After slogging through a long week at work with a long slog of work ahead of us for the weekend, the zwoman and I went to dinner and a movie on Friday night. She wanted to see "Inception," and it was playing in an IMAX theater at a convenient time, so I ponied up the $38 for two tickets. I don't recall ever being so bitter over spending $38.
The alleged IMAX theater in Kip's Bay isn't a real IMAX. It's just a big movie screen. Remember when we were kids and all theaters had only one screen and it was really big? Like the old theater on DoG Street? Imagine that with a sharper picture and a louder sound system. That isn't IMAX. Turns out the "real IMAX" theater is in Lincoln Center.
The dearth of IMAXdom was an initial perturbance, but I settled into my seat and got over it quickly. Until the movie started.
"Inception" takes ideas from "The Matrix," "The Cell," and "Total Recall" and combines them to form the most ill-conceived sci-fi movie since "Jumpers."
I can deal with sci-fi movies if they're well done. My only requirement is that the movie set out some underlying rules for the forthcoming supernatural shitshow, and that it stick to those rules. "Inception," like "Jumpers," has no rules.
I watched "Jumpers" for free at home on demand. Afterwards I wanted those 88 minutes of my life back and I was insulted by the movie's stupidity. "Inception" sprawls out for 148 minutes, almost two and a half hours of inconsistent plot and tiresome clenched-jaw intensity by every male actor on the screen. It's even more insulting that "Jumpers" and I'm still livid that I'm out $38.

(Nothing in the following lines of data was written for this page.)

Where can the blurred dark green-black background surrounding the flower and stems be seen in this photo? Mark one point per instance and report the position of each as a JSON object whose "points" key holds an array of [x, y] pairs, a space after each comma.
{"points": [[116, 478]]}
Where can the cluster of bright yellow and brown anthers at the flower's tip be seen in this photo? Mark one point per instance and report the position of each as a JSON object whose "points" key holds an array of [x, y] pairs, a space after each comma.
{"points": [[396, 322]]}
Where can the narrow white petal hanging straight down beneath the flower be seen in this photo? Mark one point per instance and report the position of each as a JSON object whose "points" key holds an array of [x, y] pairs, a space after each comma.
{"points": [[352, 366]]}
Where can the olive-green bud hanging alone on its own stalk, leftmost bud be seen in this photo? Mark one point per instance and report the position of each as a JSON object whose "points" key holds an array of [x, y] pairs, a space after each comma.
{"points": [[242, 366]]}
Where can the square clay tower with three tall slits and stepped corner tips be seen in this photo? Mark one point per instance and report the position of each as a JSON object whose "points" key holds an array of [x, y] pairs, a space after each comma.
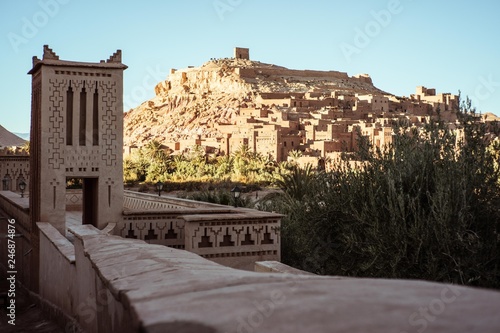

The plot is: Leonardo DiCaprio and his buddies have this machine that allows you to experience shared dreams with other people while they are plugged into the machine. They use this machine to steal information from people through their dreams. One of his jobs gets botched and he has to fix it so that he can return to the United States to be reunited with his kids because right now he's suspected of murdering his wife so he has to live abroad, but if he fixes the botched job he can clear the murder charges.
It's as terrible as it sounds. There appear to be almost no rules to how the dream machine works, and the few rules set out early on are broken throughout the movie. It's nonsense. I realize that sci-fi is almost definitionally nonsensical, but this thing is beyond the nonsense pale.
The only way they could have salvaged this mess would be if in the end, when DiCaprio faces an elderly and lyophilized Ken Watanabe, he gets the secret information he was supposed to get from Watanabe at the beginning of the movie. A dream within a dream within a dream within a dream within a dream within a dream. That's right. The only way to make this story remotely acceptable would be if six dreams were involved.
Instead we get predictable puke. I give it one bitter pill out of ten.